На следующий день с утра лил дождь, и во время тренировки он плюхнулся в грязь и имел, конечно, самый жалкий вид, в расползающейся под ним липкой жиже. Сокрушался: почему выбрал себе такую профессию — футболиста. Позже, когда мылся под душем, устало смывая куски грязи с лица и подбородка, вдруг почувствовал на себе чей-то пристальный взгляд. В кабинке рядом стоял Крокер, запасной защитник, и, намыливая голову, смотрел в его сторону с какой-то странной улыбочкой на губах. Потом от Крокера до него донесся долгий, низкий, мучительный для него смех, словно в голове у Крокера спрятан проигрыватель и он все время крутит пластинку с любимым музыкальным произведением. Крокер! Хьюго готов был убить его в эту минуту, — так это был Крокер! Жалкий запасной игрочишка, команда даже не брала его на выездные матчи.
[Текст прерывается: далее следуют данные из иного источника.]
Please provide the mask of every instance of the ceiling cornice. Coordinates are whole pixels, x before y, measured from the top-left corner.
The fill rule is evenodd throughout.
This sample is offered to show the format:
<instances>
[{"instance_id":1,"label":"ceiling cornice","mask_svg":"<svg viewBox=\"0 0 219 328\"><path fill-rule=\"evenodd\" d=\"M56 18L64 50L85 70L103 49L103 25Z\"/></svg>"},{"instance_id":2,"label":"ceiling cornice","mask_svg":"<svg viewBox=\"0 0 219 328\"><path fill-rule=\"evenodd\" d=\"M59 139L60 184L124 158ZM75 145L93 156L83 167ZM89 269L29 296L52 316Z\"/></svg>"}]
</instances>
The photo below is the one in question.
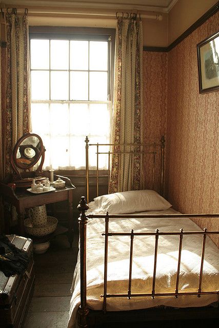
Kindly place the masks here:
<instances>
[{"instance_id":1,"label":"ceiling cornice","mask_svg":"<svg viewBox=\"0 0 219 328\"><path fill-rule=\"evenodd\" d=\"M167 7L164 7L158 6L144 5L141 4L136 4L133 0L133 4L124 4L122 3L102 3L99 2L88 2L84 1L61 1L60 0L54 0L54 1L32 0L0 0L0 3L6 8L10 6L18 6L19 7L62 7L63 8L91 8L91 9L114 9L115 10L135 10L138 11L155 11L158 12L168 13L174 6L178 0L172 0ZM2 6L3 7L3 6Z\"/></svg>"}]
</instances>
Каждое воскресенье у него выходной, предатель, умеющий использовать для собственных удовольствий каждую минуту своего времени, когда товарищи ломаются на полях, отчаянно дерутся за жизнь.
Хьюго все снова слышал этот смех даже журчание воды заглушает. Ладно, в следующий раз, при двусторонней встрече с вторым составом, он изуродует этого сукина сына во время схватки вокруг мяча.
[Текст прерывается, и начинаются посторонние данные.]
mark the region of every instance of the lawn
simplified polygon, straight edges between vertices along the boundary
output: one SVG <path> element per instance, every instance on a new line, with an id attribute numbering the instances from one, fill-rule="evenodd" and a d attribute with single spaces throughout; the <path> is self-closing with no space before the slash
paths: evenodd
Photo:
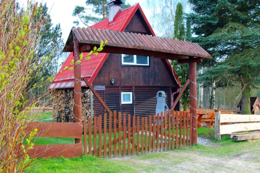
<path id="1" fill-rule="evenodd" d="M 46 115 L 43 115 L 48 118 Z M 212 129 L 198 128 L 198 135 L 210 139 Z M 208 146 L 199 144 L 166 151 L 115 159 L 100 159 L 91 156 L 49 158 L 29 168 L 36 172 L 208 172 L 260 171 L 260 140 L 238 142 L 223 135 Z M 44 139 L 45 138 L 45 139 Z M 37 144 L 73 142 L 73 139 L 37 138 Z M 56 141 L 58 141 L 57 142 Z M 92 141 L 93 141 L 92 140 Z M 243 166 L 242 166 L 242 165 Z"/>

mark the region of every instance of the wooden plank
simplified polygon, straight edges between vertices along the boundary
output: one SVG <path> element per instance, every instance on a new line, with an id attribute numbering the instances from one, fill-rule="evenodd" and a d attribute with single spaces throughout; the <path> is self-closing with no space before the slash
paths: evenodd
<path id="1" fill-rule="evenodd" d="M 126 155 L 126 113 L 123 114 L 123 156 Z"/>
<path id="2" fill-rule="evenodd" d="M 148 136 L 147 133 L 148 132 L 147 131 L 147 129 L 148 129 L 148 126 L 147 126 L 147 117 L 145 117 L 145 153 L 147 153 L 147 152 L 148 151 Z"/>
<path id="3" fill-rule="evenodd" d="M 260 123 L 238 123 L 219 126 L 220 134 L 222 135 L 241 132 L 260 130 Z"/>
<path id="4" fill-rule="evenodd" d="M 164 151 L 167 150 L 167 111 L 164 111 Z"/>
<path id="5" fill-rule="evenodd" d="M 116 123 L 115 120 L 116 119 L 116 111 L 114 110 L 114 157 L 116 157 L 116 141 L 115 140 L 116 139 Z"/>
<path id="6" fill-rule="evenodd" d="M 260 116 L 257 115 L 239 115 L 221 114 L 219 122 L 238 122 L 260 121 Z"/>
<path id="7" fill-rule="evenodd" d="M 189 112 L 187 113 L 187 121 L 186 121 L 186 146 L 188 147 L 189 146 L 189 122 L 190 121 Z"/>
<path id="8" fill-rule="evenodd" d="M 24 124 L 26 135 L 29 135 L 35 128 L 38 130 L 35 136 L 69 137 L 82 139 L 83 123 L 26 121 Z M 66 133 L 64 133 L 66 132 Z"/>
<path id="9" fill-rule="evenodd" d="M 76 61 L 75 61 L 76 62 Z M 95 96 L 98 99 L 99 101 L 100 102 L 100 103 L 105 108 L 106 110 L 107 110 L 107 111 L 109 113 L 111 112 L 111 110 L 109 109 L 109 108 L 108 108 L 108 106 L 105 103 L 105 102 L 103 101 L 103 100 L 99 96 L 99 95 L 98 93 L 96 91 L 96 90 L 95 90 L 93 87 L 92 86 L 92 85 L 91 84 L 89 83 L 89 82 L 88 80 L 86 78 L 83 78 L 83 80 L 86 82 L 86 84 L 87 84 L 87 85 L 88 85 L 88 87 L 89 89 L 90 89 L 90 90 L 92 91 L 92 92 L 93 92 L 93 93 L 95 95 Z M 118 123 L 118 122 L 117 122 L 117 123 Z"/>
<path id="10" fill-rule="evenodd" d="M 92 138 L 92 131 L 91 130 L 91 120 L 90 118 L 88 119 L 88 154 L 91 155 L 92 150 L 92 144 L 91 143 Z M 84 141 L 85 142 L 85 141 Z M 87 142 L 87 141 L 86 141 Z"/>
<path id="11" fill-rule="evenodd" d="M 161 117 L 160 118 L 161 119 L 161 124 L 160 125 L 160 129 L 161 130 L 161 151 L 162 151 L 163 150 L 163 112 L 162 112 L 161 113 Z"/>
<path id="12" fill-rule="evenodd" d="M 121 112 L 118 112 L 118 156 L 119 157 L 122 155 L 122 147 L 121 145 L 121 141 L 122 140 L 121 137 L 121 129 L 122 128 L 121 117 Z"/>
<path id="13" fill-rule="evenodd" d="M 84 140 L 84 155 L 86 155 L 87 154 L 87 120 L 84 120 L 83 121 L 83 139 Z"/>
<path id="14" fill-rule="evenodd" d="M 108 125 L 108 158 L 111 158 L 112 154 L 112 113 L 109 113 Z"/>
<path id="15" fill-rule="evenodd" d="M 220 116 L 220 111 L 217 112 L 215 114 L 215 128 L 214 129 L 215 139 L 220 140 L 221 139 L 221 136 L 220 135 L 220 132 L 219 129 L 219 126 L 220 125 L 220 123 L 219 123 L 219 117 Z"/>
<path id="16" fill-rule="evenodd" d="M 149 153 L 152 152 L 152 116 L 149 116 Z"/>
<path id="17" fill-rule="evenodd" d="M 179 145 L 179 137 L 178 136 L 178 121 L 179 120 L 178 118 L 178 112 L 175 112 L 176 114 L 175 117 L 176 123 L 176 149 L 178 149 L 178 145 Z"/>
<path id="18" fill-rule="evenodd" d="M 181 147 L 182 143 L 181 142 L 182 140 L 182 137 L 181 136 L 182 135 L 182 131 L 183 128 L 183 122 L 182 122 L 182 112 L 180 112 L 180 147 Z"/>
<path id="19" fill-rule="evenodd" d="M 186 134 L 185 130 L 186 130 L 186 112 L 183 113 L 183 138 L 182 146 L 183 147 L 185 146 L 185 134 Z"/>
<path id="20" fill-rule="evenodd" d="M 24 145 L 25 147 L 27 145 Z M 28 150 L 29 157 L 54 158 L 63 156 L 72 158 L 82 156 L 82 143 L 57 145 L 35 145 Z M 23 156 L 23 155 L 22 155 Z"/>
<path id="21" fill-rule="evenodd" d="M 134 155 L 135 152 L 135 116 L 134 115 L 133 116 L 133 135 L 132 135 L 132 155 Z"/>
<path id="22" fill-rule="evenodd" d="M 141 154 L 144 153 L 144 118 L 142 118 L 141 122 Z"/>
<path id="23" fill-rule="evenodd" d="M 157 129 L 156 131 L 156 152 L 159 151 L 159 134 L 160 134 L 160 114 L 157 114 Z"/>
<path id="24" fill-rule="evenodd" d="M 104 114 L 104 158 L 107 158 L 107 116 L 106 113 Z"/>
<path id="25" fill-rule="evenodd" d="M 155 128 L 156 125 L 155 124 L 156 118 L 155 115 L 153 115 L 153 152 L 155 152 Z"/>
<path id="26" fill-rule="evenodd" d="M 192 137 L 192 113 L 190 113 L 190 140 L 189 141 L 189 145 L 191 145 L 191 139 Z"/>
<path id="27" fill-rule="evenodd" d="M 171 150 L 171 129 L 172 128 L 171 123 L 171 122 L 172 121 L 171 118 L 172 116 L 172 112 L 171 110 L 169 110 L 169 117 L 168 121 L 168 149 L 169 150 Z"/>
<path id="28" fill-rule="evenodd" d="M 102 157 L 102 131 L 101 129 L 102 129 L 102 115 L 99 115 L 98 117 L 99 119 L 99 132 L 98 137 L 98 153 L 99 157 L 100 158 Z"/>
<path id="29" fill-rule="evenodd" d="M 179 95 L 178 95 L 178 96 L 177 96 L 177 98 L 176 98 L 176 99 L 175 99 L 175 101 L 174 101 L 174 102 L 173 103 L 173 104 L 172 105 L 172 107 L 171 107 L 171 109 L 170 109 L 171 110 L 174 110 L 173 109 L 175 107 L 175 106 L 177 105 L 177 103 L 178 103 L 178 102 L 179 101 L 179 100 L 180 100 L 180 96 L 181 96 L 182 95 L 182 94 L 183 93 L 183 92 L 184 92 L 184 91 L 185 91 L 185 89 L 186 89 L 186 88 L 187 87 L 187 86 L 188 85 L 188 84 L 189 82 L 190 82 L 190 79 L 188 79 L 185 82 L 185 84 L 184 84 L 184 85 L 182 87 L 182 88 L 181 88 L 181 90 L 180 92 L 179 93 Z"/>
<path id="30" fill-rule="evenodd" d="M 97 117 L 95 116 L 94 119 L 94 151 L 93 153 L 95 157 L 97 156 Z"/>
<path id="31" fill-rule="evenodd" d="M 172 149 L 174 149 L 174 146 L 176 144 L 176 143 L 174 141 L 174 133 L 175 133 L 175 112 L 172 111 Z M 176 121 L 177 122 L 177 121 Z"/>
<path id="32" fill-rule="evenodd" d="M 131 154 L 131 115 L 128 114 L 128 129 L 127 130 L 127 155 L 130 156 Z"/>
<path id="33" fill-rule="evenodd" d="M 140 142 L 139 138 L 140 137 L 140 134 L 139 134 L 140 132 L 140 117 L 138 116 L 137 116 L 137 126 L 136 134 L 137 135 L 137 137 L 136 142 L 136 144 L 137 145 L 136 146 L 136 153 L 137 155 L 138 155 L 139 154 L 139 142 Z"/>

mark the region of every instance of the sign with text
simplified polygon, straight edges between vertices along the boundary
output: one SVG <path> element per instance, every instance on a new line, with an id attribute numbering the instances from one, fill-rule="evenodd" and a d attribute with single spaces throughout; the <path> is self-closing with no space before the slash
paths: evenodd
<path id="1" fill-rule="evenodd" d="M 106 87 L 105 86 L 94 86 L 94 89 L 96 91 L 103 91 L 106 90 Z"/>

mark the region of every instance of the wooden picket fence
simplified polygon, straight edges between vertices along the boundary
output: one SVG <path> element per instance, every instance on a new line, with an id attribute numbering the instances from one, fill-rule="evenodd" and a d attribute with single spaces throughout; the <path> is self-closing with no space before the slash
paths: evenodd
<path id="1" fill-rule="evenodd" d="M 88 124 L 84 120 L 84 154 L 111 158 L 191 145 L 192 121 L 189 113 L 169 111 L 168 115 L 165 112 L 165 116 L 162 112 L 160 116 L 158 114 L 141 117 L 114 111 L 98 117 L 94 116 L 93 127 L 90 118 Z"/>

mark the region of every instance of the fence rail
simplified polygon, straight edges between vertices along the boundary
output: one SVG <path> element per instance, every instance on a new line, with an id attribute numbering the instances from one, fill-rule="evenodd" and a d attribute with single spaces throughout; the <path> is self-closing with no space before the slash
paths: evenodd
<path id="1" fill-rule="evenodd" d="M 94 116 L 93 129 L 90 119 L 87 125 L 84 120 L 84 154 L 111 158 L 191 145 L 192 121 L 189 113 L 169 111 L 169 115 L 165 111 L 146 117 L 114 111 L 98 118 Z"/>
— Тебя хочет видеть тренер, Плейс, — сообщил второй тренер и добавил по-испански: — Pronbo![12]
Хьюго не нравилось это испанское слово, слишком от него разит газетной, выпендренной передовицей.
Тренер сидел повернувшись спиной к двери и глядя на фотографию Хойхо Бейнса.
— Закрой двери, Плейс! — велел он не поворачиваясь.
Хьюго закрыл.
— Садись, — предложил тренер все в том же положении, все еще внимательно разглядывая фотографию спортсмена, которого однажды назвал по-настоящему стопроцентным игроком — таких ему больше никогда не приходилось видеть.